Note that if $f(s)$ is an analytic function in some vertical strip $a \le \sigma \le b$ (or has finitely many isolated singularities inside the strip) and $f(\sigma+it) \to 0, |t| \to \infty$ uniformly in $\sigma \in [a,b]$, then the convergence of the integral $\int_{c-i\infty}^{c+i\infty}f(s)ds$ for one single $a \le c \le b$ implies the convergence and the fact that the integral is the same for all $a \le \sigma \le b$; if we have isolated singularities at some $\sigma_1, ..\sigma_k$, the integral above still exists for all $\sigma \ne \sigma_k$ but the value changes each time we pass through a singularity (by $2\pi i$ times) appropriate residue.
Proof: Fix $a \le \sigma \le b$ and wlog assume $\sigma \le c$ Take large $T_2 >T_1$. By Cauchy $\int_{R_{\pm}} f(s)ds=0$ where $R_{\pm}$ are the oriented rectangles with vertices at $\sigma \pm iT_{1,2}, c \pm iT_{1,2}$ where we choose the same sign in each.
By hypothesis (uniform convergence to $0$ as $|T| \to \infty$ of $f(x+iT)$) we have $$\int_{\sigma}^c|f(x\pm iT_{1,2})|dx \to 0, T_2>T_1 \to \infty$$ and since the convergence of $\int_{c-i\infty}^{c+i\infty}f(s)ds$ is equivalent to the fact that $\int_{c -iT_2}^{c-iT_1}f(s)ds+\int_{c +iT_1}^{c+iT_2}f(s)ds \to 0$ we get that the same limit holds for $\sigma$ integrals so $\int_{\sigma-i\infty}^{\sigma+i\infty}f(s)ds$ converges too.

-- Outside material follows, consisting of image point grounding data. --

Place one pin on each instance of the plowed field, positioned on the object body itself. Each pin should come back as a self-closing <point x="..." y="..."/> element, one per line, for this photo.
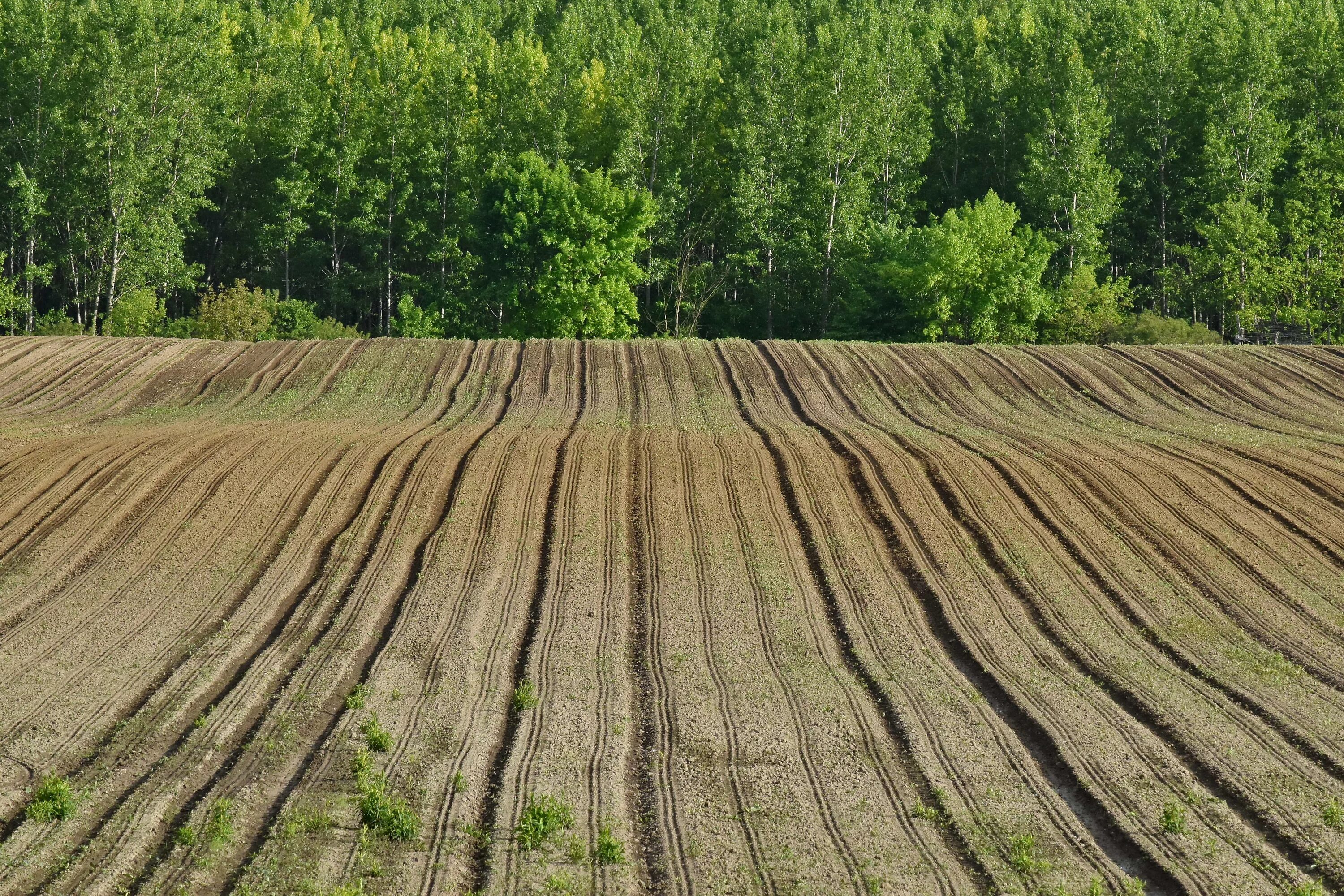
<point x="671" y="617"/>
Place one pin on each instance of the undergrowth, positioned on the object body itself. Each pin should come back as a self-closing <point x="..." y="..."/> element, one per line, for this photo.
<point x="379" y="809"/>
<point x="543" y="818"/>
<point x="54" y="801"/>
<point x="377" y="737"/>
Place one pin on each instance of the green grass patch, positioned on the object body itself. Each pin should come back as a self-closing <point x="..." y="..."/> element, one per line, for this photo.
<point x="220" y="825"/>
<point x="355" y="699"/>
<point x="543" y="818"/>
<point x="54" y="801"/>
<point x="377" y="737"/>
<point x="609" y="851"/>
<point x="1172" y="818"/>
<point x="1025" y="856"/>
<point x="525" y="698"/>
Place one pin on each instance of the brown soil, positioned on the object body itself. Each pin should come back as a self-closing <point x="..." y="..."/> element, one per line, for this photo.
<point x="758" y="618"/>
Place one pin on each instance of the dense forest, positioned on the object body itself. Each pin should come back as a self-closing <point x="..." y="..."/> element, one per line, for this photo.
<point x="953" y="170"/>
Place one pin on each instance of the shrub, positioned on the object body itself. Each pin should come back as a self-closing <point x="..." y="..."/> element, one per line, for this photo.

Now using the rectangle with vertices at $\sigma \pm iT_1, c \pm iT_1$ we see that up to the horizontal integrals that go to $0$ the integrals on line $\sigma$ and $c$ are either equal if there is no singularity in between or differ by the appropriate residues if there are finitely many singularities, hence part $2$ (where we choose the height larger than the singularities heights which are finite in number by hypothesis)
In particular for $F(s)=\frac{e^{sx}}{s-a}$ we notice that $|F(s)| \sim \frac{e^{\sigma x}}{|t|}$ for large $t$ where $s=\sigma+it$ as usual (note that we use $x$ instead of $t$ vs OP) and when $\sigma$ stays in a bounded interval (and $x$ is fixed or stays in a bounded interval too), this converges uniformly to $0$ as $|t| \to \infty$ hence the result above applies and we can move integrals to the left of $a$ but their values changes by the approriate residue.
This procedure is very general and allows for the explicit computation of many integrals as above by moving the line of integration and picking up residues, though of course we require the uniform convergence to $0$ in the hypothesis.